In this tutorial, you’ll learn about the Power Query Language Flow and some of its best practices. You’ll also learn how to transform your data easily to get the best possible results. Data transformations will optimize your report and make it look compelling.
Set Data Types With No Power Query Language Flow
The bare minimum transformations you should always perform are renaming and setting data types for your columns.
Data types are used to classify values in M. An icon beside the column name shows the assigned data type for a field. In this sample table, you can see an ABC123 icon beside the column names. That icon represents the Any data type which indicates that a data type hasn’t been assigned to that column.
Out of the books, automatic type detection is enabled. This generates Changed Type steps automatically in your queries. Even if that is enabled, always make sure that Power Query guesses the data types correctly for each of the columns across all of your tables.
To enable or disable that setting, follow these steps.
Under the Global option, you can select one of the three Type Detection options available to you.
Under the Current File option, you can toggle the options for Type Detection depending on your Global setting.
Set Data Types Using Transform Tab
The user interface offers multiple ways to set data types for your columns. In the Transform tab’s Any Column section, you’ll find the Detect Data Type button.
If you select all columns and click that button, it will automatically set the data types of all columns. However, since it only scans the top 200 rows, you still need to validate if Power Query has the correct data type.
If you select a column from your table, you can see its data type in the Any Column section.
If you click the drop-down button and select Text, the icon on the selected column will change from ABC123 to just ABC.
You will then see a Changed Type step in the Applied Steps pane.
In the Home tab, you’ll also find the option to set the data type.
Set Data Types Using Column Header
Another way is to right-click a header and select Change Type. From there, you can choose the appropriate data type for your columns.
Set Data Types Using Column Icons
The most common way to set data types is to click the icon beside the column name. It will show you all the data types available.
In the sample table, set the data type of the OrderDate column to Date.
Depending on the data type of the column you select, Power Query provides a set of transformations and options that apply to that specific data type in the Transform tab, Add Column tab, and the Smart Filter section.
So if you select a date column and go to the Transform tab, you’ll see options under the Date button.
However, if you select a text column, the options under the Date button will no longer be available.
For smart filtering, text columns have text filters and date columns have date filters.
For the next column, change the column name to Customer Key and data type to Whole Number.
Next, change the data type of the Channel, Currency Code, and Warehouse Code columns to Text.
Following that, change the name of the Delivery Region Index to Delivery Region Key and its data type to Whole Number. Then, do the same for the Product Description Index and Order Quantity columns.
Lastly, for the Unit Price, Line Total, and Unit Cost columns, set the data type to Fixed Decimal Number.
Set Data Types With Power Query Language Flow
Because of the changes in the columns, a lot of steps have been created in the Applied Steps pane.
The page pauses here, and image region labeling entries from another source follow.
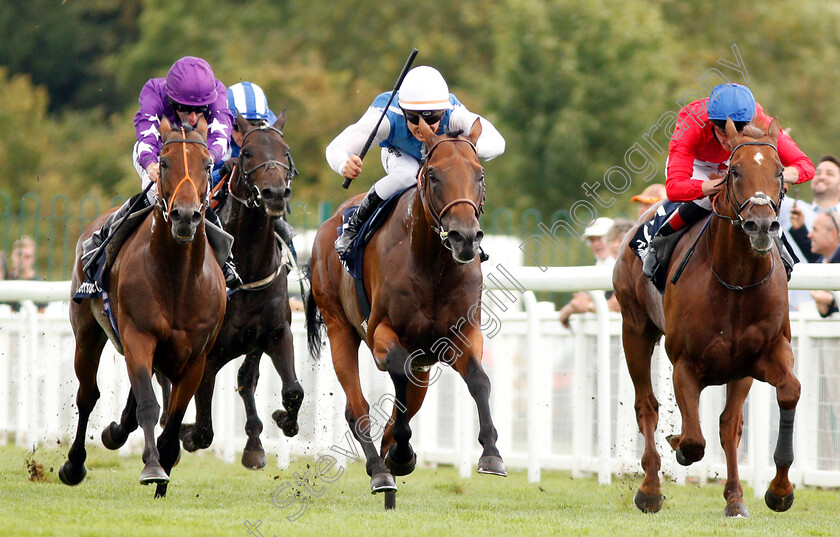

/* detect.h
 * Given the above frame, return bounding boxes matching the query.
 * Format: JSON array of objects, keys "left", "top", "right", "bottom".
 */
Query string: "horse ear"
[
  {"left": 160, "top": 117, "right": 172, "bottom": 138},
  {"left": 236, "top": 113, "right": 251, "bottom": 135},
  {"left": 274, "top": 108, "right": 286, "bottom": 131},
  {"left": 726, "top": 118, "right": 738, "bottom": 143},
  {"left": 417, "top": 117, "right": 435, "bottom": 147},
  {"left": 467, "top": 118, "right": 481, "bottom": 145},
  {"left": 767, "top": 117, "right": 782, "bottom": 145}
]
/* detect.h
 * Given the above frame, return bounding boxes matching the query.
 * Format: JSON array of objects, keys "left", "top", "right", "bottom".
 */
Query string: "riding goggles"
[
  {"left": 169, "top": 99, "right": 210, "bottom": 116},
  {"left": 403, "top": 110, "right": 446, "bottom": 125}
]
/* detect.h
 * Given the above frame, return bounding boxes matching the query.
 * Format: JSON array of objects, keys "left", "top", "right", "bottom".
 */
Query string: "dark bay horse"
[
  {"left": 613, "top": 120, "right": 800, "bottom": 516},
  {"left": 181, "top": 110, "right": 303, "bottom": 468},
  {"left": 59, "top": 118, "right": 227, "bottom": 497},
  {"left": 306, "top": 121, "right": 507, "bottom": 506}
]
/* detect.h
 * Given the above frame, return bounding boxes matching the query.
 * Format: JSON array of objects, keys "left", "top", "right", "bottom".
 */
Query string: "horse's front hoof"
[
  {"left": 271, "top": 410, "right": 300, "bottom": 438},
  {"left": 102, "top": 421, "right": 128, "bottom": 450},
  {"left": 633, "top": 489, "right": 662, "bottom": 513},
  {"left": 723, "top": 502, "right": 750, "bottom": 518},
  {"left": 370, "top": 472, "right": 397, "bottom": 494},
  {"left": 764, "top": 489, "right": 793, "bottom": 513},
  {"left": 676, "top": 448, "right": 694, "bottom": 466},
  {"left": 478, "top": 455, "right": 507, "bottom": 477},
  {"left": 385, "top": 444, "right": 417, "bottom": 475},
  {"left": 242, "top": 449, "right": 265, "bottom": 470},
  {"left": 140, "top": 462, "right": 169, "bottom": 485},
  {"left": 58, "top": 461, "right": 87, "bottom": 487}
]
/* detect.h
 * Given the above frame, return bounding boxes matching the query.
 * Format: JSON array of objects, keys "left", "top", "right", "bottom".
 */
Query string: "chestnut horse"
[
  {"left": 59, "top": 118, "right": 227, "bottom": 497},
  {"left": 306, "top": 121, "right": 507, "bottom": 500},
  {"left": 181, "top": 110, "right": 303, "bottom": 468},
  {"left": 613, "top": 120, "right": 800, "bottom": 517}
]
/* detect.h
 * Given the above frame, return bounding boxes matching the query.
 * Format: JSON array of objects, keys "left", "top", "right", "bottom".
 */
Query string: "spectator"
[
  {"left": 559, "top": 217, "right": 623, "bottom": 328},
  {"left": 808, "top": 211, "right": 840, "bottom": 317},
  {"left": 630, "top": 183, "right": 665, "bottom": 216},
  {"left": 8, "top": 236, "right": 47, "bottom": 311}
]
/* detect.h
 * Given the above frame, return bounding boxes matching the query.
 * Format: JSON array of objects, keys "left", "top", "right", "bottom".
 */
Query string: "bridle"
[
  {"left": 417, "top": 138, "right": 487, "bottom": 248},
  {"left": 712, "top": 142, "right": 785, "bottom": 227},
  {"left": 158, "top": 127, "right": 207, "bottom": 222},
  {"left": 706, "top": 142, "right": 785, "bottom": 291},
  {"left": 228, "top": 122, "right": 298, "bottom": 209}
]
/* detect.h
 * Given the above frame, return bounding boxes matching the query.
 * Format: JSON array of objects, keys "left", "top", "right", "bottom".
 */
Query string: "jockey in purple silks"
[{"left": 82, "top": 56, "right": 242, "bottom": 289}]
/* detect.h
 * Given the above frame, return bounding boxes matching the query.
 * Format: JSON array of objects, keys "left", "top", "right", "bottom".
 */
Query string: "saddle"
[{"left": 338, "top": 185, "right": 417, "bottom": 319}]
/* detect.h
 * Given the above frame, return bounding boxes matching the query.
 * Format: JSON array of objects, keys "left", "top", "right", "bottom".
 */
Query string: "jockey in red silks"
[
  {"left": 643, "top": 83, "right": 814, "bottom": 277},
  {"left": 82, "top": 56, "right": 242, "bottom": 289}
]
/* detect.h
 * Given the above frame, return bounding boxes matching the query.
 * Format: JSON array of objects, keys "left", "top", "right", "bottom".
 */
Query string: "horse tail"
[{"left": 303, "top": 261, "right": 325, "bottom": 360}]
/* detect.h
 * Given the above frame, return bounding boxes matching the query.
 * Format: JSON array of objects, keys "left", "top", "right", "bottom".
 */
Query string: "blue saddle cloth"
[{"left": 338, "top": 185, "right": 416, "bottom": 319}]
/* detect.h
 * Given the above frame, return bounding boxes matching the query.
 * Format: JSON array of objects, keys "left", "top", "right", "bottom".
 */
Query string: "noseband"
[
  {"left": 228, "top": 122, "right": 298, "bottom": 209},
  {"left": 417, "top": 138, "right": 486, "bottom": 245},
  {"left": 712, "top": 142, "right": 785, "bottom": 227},
  {"left": 158, "top": 128, "right": 207, "bottom": 222}
]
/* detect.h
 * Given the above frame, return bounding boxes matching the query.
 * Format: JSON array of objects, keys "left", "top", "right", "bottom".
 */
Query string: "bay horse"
[
  {"left": 181, "top": 110, "right": 303, "bottom": 469},
  {"left": 306, "top": 120, "right": 507, "bottom": 507},
  {"left": 613, "top": 119, "right": 800, "bottom": 517},
  {"left": 59, "top": 118, "right": 227, "bottom": 497}
]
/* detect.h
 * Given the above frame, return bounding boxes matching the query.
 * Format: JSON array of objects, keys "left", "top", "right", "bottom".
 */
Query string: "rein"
[
  {"left": 158, "top": 127, "right": 207, "bottom": 222},
  {"left": 417, "top": 138, "right": 486, "bottom": 243},
  {"left": 706, "top": 138, "right": 785, "bottom": 291},
  {"left": 228, "top": 122, "right": 298, "bottom": 209}
]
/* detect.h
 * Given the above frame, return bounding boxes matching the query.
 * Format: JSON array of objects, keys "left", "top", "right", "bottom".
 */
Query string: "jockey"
[
  {"left": 212, "top": 82, "right": 297, "bottom": 255},
  {"left": 643, "top": 83, "right": 814, "bottom": 278},
  {"left": 326, "top": 65, "right": 505, "bottom": 260},
  {"left": 82, "top": 56, "right": 242, "bottom": 289}
]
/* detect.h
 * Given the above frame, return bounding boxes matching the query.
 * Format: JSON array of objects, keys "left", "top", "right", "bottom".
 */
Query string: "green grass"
[{"left": 0, "top": 446, "right": 840, "bottom": 537}]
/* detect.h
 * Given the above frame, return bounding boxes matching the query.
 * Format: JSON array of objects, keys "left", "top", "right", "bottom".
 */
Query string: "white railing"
[{"left": 0, "top": 265, "right": 840, "bottom": 495}]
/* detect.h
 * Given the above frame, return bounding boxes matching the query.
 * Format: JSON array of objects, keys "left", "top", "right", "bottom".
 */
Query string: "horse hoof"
[
  {"left": 478, "top": 455, "right": 507, "bottom": 477},
  {"left": 370, "top": 472, "right": 397, "bottom": 494},
  {"left": 633, "top": 489, "right": 662, "bottom": 513},
  {"left": 385, "top": 490, "right": 397, "bottom": 509},
  {"left": 102, "top": 421, "right": 128, "bottom": 450},
  {"left": 271, "top": 410, "right": 300, "bottom": 438},
  {"left": 723, "top": 502, "right": 750, "bottom": 518},
  {"left": 242, "top": 449, "right": 265, "bottom": 470},
  {"left": 58, "top": 461, "right": 87, "bottom": 487},
  {"left": 385, "top": 444, "right": 417, "bottom": 475},
  {"left": 764, "top": 489, "right": 793, "bottom": 513},
  {"left": 140, "top": 462, "right": 169, "bottom": 485}
]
The problem is that because of performing the same type of transformations multiple times, the sample table query becomes inefficient. This is something that you should avoid.
To make your query efficient, try to create a single step by applying that specific transformation to all your columns before creating another step.
Duplicate the sample table query and rename it Best Practice. In the Applied Steps pane, right-click the first transformation performed in the previous query and select Delete Until End. Then, confirm the deletion of the step in the Delete Step dialogue box.
In addition, here are some best practices. The first thing is to create parameters to contain the data source location. This makes it easier to fix issues when a file name has been changed.
To create parameters, click Manage Parameters in the Home tab and select New Parameter.
Another way is to right-click on the Query pane and select New Parameter.
After that, a Manage Parameters dialogue box will appear. Name the parameter FileLocation and set the Type to Text. For the Suggested Values, set it to List of values so you can paste your string and change or add multiple locations that you can switch in between.
Next, go to your File Explorer and select your file. Copy the path and paste in the parameters. Once done, press OK.
Go back to the Best Practice query and click the Source step in the Applied Steps pane. Then, change the hard-coded file path in the formula bar with FileLocation.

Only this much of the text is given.